FitzGerald died Tuesday at her home in Southwick, Mass., her family announced. Her cancer had been in remission but returned in 2005.
Newly divorced and seeking to shake up her life, the Ohio emergency-room doctor was spending the polar winter providing medical care to about 40 scientists, construction workers and others.
Shortly after her 47th birthday, in March, she found a small lump in her breast. It was just weeks after the last flight of the winter season had departed from the remote outpost and months before temperatures would warm enough for a plane to safely land.
"I thought I was dead," she told CBS News in 2002. "I just thought, 'I'm cooked.' "
Treatment would have to wait, she later recalled thinking, until her scheduled departure in November from the U.S. research station.
But the mass kept growing and by early June, FitzGerald was training her unorthodox, largely male medical team, which included a carpenter and a mechanic.
Using only ice and a local anesthetic, she performed her own biopsy with the help of a resident welder, who had practiced by sticking needles into an apple and a shriveled yam. Slides of the tissue sample were transmitted to U.S. specialists through a video link, but they were inconclusive.
Doctors monitoring her condition via satellite e-mail decided that she needed chemotherapy drugs and medical equipment. The only way to deliver them was through a rare midwinter airdrop, successfully completed in July by an Air Force jet in total darkness -- in a field lit only by fire.
After the National Science Foundation, which sponsors the Antarctic station, issued a news release about the mission, FitzGerald's mother wrote to her that "Dan Rather's lead story was your lump" and jokingly noted that the airdrop was described as a million-dollar mission, so "if this turns out to be benign, maybe you'd better lie about it."
A high-tech tether to the outside world had also been delivered -- video conferencing that enabled breast-cancer specialists in Indiana to monitor the chemotherapy administered by colleagues. FitzGerald called the process "the Marx Brothers do chemotherapy."
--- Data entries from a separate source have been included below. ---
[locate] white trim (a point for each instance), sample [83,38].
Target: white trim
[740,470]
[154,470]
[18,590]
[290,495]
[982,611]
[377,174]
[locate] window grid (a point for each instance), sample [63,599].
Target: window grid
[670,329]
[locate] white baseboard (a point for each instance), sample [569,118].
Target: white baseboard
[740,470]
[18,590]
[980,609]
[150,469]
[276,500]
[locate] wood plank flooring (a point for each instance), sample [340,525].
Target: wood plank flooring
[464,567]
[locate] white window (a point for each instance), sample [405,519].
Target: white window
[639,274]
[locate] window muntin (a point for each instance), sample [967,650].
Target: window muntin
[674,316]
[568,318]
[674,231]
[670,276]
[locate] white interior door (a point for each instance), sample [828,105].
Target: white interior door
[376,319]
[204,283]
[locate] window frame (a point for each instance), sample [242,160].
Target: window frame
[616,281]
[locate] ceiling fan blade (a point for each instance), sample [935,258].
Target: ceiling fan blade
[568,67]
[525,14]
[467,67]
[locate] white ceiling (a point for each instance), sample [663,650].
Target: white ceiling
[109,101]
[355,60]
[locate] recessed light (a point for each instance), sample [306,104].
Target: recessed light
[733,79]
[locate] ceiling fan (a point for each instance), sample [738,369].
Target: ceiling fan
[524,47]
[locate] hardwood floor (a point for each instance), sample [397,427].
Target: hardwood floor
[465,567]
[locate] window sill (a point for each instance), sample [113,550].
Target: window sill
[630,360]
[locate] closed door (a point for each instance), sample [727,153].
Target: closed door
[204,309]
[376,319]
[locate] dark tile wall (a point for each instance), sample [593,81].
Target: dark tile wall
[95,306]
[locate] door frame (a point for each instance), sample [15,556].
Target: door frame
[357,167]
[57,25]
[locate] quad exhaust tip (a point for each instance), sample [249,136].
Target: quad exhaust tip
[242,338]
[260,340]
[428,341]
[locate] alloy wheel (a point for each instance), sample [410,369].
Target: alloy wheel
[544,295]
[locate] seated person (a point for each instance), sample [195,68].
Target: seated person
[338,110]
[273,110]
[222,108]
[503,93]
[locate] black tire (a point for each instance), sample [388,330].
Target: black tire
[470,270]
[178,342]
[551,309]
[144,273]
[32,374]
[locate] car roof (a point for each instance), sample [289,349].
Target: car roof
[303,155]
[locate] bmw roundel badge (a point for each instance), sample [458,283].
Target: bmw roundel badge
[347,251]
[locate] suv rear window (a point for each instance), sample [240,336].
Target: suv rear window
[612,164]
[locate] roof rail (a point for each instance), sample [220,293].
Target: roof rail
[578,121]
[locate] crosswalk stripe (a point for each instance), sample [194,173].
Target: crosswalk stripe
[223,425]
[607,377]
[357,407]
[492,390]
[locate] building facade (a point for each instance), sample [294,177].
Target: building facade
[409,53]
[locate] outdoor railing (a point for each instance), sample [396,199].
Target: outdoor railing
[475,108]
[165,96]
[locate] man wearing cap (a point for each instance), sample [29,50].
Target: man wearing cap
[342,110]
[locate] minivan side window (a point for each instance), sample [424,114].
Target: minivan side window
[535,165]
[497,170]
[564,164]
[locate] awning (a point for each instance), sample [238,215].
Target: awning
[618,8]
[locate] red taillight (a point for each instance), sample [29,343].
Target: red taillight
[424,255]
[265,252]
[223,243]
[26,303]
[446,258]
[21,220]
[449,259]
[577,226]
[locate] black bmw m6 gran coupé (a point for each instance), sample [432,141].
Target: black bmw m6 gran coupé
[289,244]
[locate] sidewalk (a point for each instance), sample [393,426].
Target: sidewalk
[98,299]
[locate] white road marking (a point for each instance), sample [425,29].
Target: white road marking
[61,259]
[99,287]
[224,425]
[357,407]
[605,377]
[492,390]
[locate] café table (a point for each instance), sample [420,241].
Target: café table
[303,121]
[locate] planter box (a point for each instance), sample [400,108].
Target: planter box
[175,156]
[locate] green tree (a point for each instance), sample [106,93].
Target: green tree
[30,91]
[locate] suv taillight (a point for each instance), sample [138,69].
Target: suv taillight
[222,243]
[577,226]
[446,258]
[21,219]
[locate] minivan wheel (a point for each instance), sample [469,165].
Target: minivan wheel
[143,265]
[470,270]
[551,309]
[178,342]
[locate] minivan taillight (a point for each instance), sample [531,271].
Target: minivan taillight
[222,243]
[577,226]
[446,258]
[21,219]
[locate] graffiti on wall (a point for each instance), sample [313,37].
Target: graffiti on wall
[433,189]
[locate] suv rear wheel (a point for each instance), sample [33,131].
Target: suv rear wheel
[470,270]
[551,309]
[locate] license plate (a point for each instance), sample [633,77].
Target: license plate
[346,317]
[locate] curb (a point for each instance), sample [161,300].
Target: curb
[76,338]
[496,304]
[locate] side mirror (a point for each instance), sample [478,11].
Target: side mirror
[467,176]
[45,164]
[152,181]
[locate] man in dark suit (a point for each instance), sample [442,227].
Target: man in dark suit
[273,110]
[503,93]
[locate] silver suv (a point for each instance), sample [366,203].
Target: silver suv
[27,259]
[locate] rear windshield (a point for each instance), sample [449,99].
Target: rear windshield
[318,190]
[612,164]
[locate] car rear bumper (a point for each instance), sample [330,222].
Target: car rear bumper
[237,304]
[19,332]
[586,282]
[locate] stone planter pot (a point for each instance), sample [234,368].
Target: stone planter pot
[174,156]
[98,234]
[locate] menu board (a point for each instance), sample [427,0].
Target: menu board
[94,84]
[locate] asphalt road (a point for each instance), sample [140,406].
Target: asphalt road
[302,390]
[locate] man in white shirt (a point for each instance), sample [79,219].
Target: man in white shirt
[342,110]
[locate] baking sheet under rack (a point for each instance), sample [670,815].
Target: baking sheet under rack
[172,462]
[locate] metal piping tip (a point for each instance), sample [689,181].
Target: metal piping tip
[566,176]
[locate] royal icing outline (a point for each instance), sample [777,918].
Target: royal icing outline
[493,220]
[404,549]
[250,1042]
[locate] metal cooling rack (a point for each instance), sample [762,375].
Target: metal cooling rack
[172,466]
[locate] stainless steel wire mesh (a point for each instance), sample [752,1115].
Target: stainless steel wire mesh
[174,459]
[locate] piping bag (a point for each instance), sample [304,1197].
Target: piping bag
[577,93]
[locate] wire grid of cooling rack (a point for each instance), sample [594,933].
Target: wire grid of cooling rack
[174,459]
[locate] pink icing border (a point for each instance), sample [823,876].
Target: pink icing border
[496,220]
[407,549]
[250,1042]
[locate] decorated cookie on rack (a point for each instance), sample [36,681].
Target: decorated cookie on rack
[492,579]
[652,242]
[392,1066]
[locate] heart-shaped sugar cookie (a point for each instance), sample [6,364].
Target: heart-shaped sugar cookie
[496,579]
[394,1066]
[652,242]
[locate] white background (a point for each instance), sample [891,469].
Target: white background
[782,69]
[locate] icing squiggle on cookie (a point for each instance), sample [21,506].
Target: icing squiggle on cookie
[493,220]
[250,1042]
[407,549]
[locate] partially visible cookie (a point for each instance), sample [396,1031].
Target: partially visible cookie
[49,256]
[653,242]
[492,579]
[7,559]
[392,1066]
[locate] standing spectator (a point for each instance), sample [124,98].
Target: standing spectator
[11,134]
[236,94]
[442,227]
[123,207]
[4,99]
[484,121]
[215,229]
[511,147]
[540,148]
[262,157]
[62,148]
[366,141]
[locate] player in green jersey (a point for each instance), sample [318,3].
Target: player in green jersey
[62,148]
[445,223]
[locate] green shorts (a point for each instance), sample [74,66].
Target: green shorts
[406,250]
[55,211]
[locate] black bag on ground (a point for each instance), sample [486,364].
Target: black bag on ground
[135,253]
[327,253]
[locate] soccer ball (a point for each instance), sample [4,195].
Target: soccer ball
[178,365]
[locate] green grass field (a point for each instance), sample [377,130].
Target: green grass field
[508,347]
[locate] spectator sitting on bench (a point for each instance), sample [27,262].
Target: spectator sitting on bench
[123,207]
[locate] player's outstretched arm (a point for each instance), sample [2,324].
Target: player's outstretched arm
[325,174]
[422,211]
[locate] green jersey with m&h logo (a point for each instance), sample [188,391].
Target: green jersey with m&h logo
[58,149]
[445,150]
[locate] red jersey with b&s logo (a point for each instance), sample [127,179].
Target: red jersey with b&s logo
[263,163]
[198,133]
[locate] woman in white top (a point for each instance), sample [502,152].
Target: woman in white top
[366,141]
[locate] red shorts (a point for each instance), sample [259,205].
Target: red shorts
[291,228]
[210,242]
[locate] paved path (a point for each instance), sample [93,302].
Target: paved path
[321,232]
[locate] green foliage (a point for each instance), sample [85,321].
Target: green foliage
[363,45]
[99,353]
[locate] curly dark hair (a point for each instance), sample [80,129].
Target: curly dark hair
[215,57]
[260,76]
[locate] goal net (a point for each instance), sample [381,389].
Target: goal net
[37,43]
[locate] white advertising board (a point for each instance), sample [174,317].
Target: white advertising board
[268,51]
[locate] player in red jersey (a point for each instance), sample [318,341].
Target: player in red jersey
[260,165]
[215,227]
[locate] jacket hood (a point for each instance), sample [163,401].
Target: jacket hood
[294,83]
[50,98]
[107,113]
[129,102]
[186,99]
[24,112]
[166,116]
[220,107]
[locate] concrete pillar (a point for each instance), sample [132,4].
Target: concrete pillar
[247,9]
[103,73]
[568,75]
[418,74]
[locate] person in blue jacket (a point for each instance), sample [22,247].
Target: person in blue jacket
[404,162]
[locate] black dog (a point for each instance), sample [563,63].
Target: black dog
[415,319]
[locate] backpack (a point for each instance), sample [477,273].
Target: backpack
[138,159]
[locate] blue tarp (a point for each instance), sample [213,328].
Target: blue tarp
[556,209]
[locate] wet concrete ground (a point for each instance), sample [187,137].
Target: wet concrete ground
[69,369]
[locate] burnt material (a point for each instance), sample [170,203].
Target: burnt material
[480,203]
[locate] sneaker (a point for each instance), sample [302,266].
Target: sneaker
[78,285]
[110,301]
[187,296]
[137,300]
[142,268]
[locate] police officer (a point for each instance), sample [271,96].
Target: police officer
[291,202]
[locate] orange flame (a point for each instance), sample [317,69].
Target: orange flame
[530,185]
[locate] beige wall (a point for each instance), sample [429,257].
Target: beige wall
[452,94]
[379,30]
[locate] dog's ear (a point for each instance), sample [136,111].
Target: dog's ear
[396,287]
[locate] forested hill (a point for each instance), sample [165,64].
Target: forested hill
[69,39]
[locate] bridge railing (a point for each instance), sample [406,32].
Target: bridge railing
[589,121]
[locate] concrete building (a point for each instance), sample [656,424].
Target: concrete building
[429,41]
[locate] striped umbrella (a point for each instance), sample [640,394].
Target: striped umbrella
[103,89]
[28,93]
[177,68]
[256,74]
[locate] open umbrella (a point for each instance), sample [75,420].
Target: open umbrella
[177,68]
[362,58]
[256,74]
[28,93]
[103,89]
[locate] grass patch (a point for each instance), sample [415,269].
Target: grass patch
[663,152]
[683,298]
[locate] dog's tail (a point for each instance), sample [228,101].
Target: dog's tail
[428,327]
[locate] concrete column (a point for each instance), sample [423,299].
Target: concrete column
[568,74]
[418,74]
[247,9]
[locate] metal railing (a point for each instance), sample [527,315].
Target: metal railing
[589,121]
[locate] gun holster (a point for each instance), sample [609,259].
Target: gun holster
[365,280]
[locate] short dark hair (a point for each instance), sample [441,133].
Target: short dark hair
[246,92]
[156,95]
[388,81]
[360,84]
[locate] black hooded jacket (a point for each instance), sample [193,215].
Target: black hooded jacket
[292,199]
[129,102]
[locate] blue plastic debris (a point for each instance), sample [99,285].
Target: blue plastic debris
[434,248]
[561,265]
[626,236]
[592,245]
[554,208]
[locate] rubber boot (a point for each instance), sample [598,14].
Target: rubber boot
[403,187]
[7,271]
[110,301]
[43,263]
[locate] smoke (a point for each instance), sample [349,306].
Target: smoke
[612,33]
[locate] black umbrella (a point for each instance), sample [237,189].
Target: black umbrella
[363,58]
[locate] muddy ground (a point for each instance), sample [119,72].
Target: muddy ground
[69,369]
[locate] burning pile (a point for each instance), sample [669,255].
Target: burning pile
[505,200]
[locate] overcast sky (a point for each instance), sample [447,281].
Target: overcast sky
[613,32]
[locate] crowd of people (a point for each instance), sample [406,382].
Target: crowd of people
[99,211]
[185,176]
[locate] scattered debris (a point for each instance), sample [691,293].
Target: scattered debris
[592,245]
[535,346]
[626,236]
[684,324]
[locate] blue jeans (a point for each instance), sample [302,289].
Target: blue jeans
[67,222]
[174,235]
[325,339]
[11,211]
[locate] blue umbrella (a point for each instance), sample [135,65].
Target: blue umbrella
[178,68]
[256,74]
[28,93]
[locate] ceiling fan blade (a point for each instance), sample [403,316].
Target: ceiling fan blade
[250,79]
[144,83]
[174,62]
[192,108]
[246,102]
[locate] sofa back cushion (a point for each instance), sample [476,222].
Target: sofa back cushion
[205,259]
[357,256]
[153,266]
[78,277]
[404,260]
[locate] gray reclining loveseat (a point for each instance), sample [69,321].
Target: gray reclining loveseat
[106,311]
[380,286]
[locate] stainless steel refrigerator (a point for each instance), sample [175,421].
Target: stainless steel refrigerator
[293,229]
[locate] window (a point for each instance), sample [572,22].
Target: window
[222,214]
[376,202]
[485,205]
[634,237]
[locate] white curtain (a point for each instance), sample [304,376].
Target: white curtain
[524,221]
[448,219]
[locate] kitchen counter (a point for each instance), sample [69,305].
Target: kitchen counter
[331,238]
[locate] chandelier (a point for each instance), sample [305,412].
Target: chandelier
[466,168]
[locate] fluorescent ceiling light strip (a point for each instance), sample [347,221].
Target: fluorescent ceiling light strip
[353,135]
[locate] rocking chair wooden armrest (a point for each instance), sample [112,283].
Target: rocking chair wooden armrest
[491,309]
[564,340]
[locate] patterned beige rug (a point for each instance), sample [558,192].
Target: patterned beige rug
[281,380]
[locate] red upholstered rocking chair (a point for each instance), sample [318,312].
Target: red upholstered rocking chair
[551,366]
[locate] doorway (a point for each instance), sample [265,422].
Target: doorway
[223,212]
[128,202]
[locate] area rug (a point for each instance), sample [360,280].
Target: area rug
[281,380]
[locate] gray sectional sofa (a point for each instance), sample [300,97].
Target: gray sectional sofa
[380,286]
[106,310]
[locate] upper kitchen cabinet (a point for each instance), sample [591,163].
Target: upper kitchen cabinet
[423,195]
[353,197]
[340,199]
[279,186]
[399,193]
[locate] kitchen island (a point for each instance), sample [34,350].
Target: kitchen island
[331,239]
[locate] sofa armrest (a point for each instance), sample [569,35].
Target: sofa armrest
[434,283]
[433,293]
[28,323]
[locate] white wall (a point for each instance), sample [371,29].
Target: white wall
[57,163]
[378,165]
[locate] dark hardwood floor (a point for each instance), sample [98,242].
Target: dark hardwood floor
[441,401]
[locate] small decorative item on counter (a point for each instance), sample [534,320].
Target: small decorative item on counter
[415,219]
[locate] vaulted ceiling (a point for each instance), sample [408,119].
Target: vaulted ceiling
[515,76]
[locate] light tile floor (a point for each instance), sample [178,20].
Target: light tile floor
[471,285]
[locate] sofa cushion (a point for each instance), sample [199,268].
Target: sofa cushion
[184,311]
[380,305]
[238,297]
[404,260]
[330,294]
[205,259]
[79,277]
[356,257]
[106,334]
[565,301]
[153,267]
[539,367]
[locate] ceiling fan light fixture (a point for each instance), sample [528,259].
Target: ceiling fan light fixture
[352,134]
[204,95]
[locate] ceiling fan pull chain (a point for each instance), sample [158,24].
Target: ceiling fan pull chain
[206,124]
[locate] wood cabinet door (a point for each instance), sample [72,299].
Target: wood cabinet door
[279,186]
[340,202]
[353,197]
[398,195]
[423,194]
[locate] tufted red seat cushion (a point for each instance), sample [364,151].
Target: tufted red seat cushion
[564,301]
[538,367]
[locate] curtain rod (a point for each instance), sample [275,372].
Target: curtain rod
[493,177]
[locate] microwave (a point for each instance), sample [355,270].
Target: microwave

"We all have that in us to survive, and you will do whatever you need to," FitzGerald said in the 2002 CBS interview. "So I just trained those people, and they did great."
At first the tumor shrank, but then it grew again. By September, her doctors were urging her to evacuate, but she found herself not wanting to leave the frozen frontier.
After a bitter divorce that gave her husband custody of their three children, she saw her colleagues as her new family.
"I was so happy there," FitzGerald told CBS. "I figured I was going to die anyway, and I'd rather stay in . . . my perfect home. The people are what make a home. . . . I learned about community. I learned about friendship. What an important thing to find out, even if it is the last year of your life."
On Oct. 16, 1999, the New York Air National Guard conducted a dangerous but successful evacuation mission, withstanding almost 60-below temperatures to pick up FitzGerald and another injured team member and drop off another doctor. It was one of the earliest recorded flights in winter conditions to the South Pole.
After multiple surgeries and a mastectomy, FitzGerald's cancer went into remission.
She told her story in a 2001 memoir that she co-wrote, "Ice Bound: A Doctor's Incredible Battle for Survival at the South Pole." In 2003, it was made into a CBS TV movie starring Susan Sarandon.
"I am only five foot three," FitzGerald wrote in the book's opening pages. "But nobody has ever thought of me as small."
She was born Jerri Lin Cahill on March 1, 1952, in Ohio, to Phil Cahill, a construction contractor, and his wife, Lorine.
After graduating from Ohio University, FitzGerald earned a medical degree from the University of Toledo.
At 23, she married a medical school classmate but divorced after 23 years.
In 2006, she married Thomas FitzGerald, whom she had met more than 20 years before while vacationing in the Amazon.
Over the last decade, she occasionally practiced medicine but mainly traveled the world as a motivational speaker, sharing a story headline writers called "the miracle on ice."
In addition to her husband and parents, she is survived by her brothers, Scott and Eric, and her children, Julia, Ben and Alex.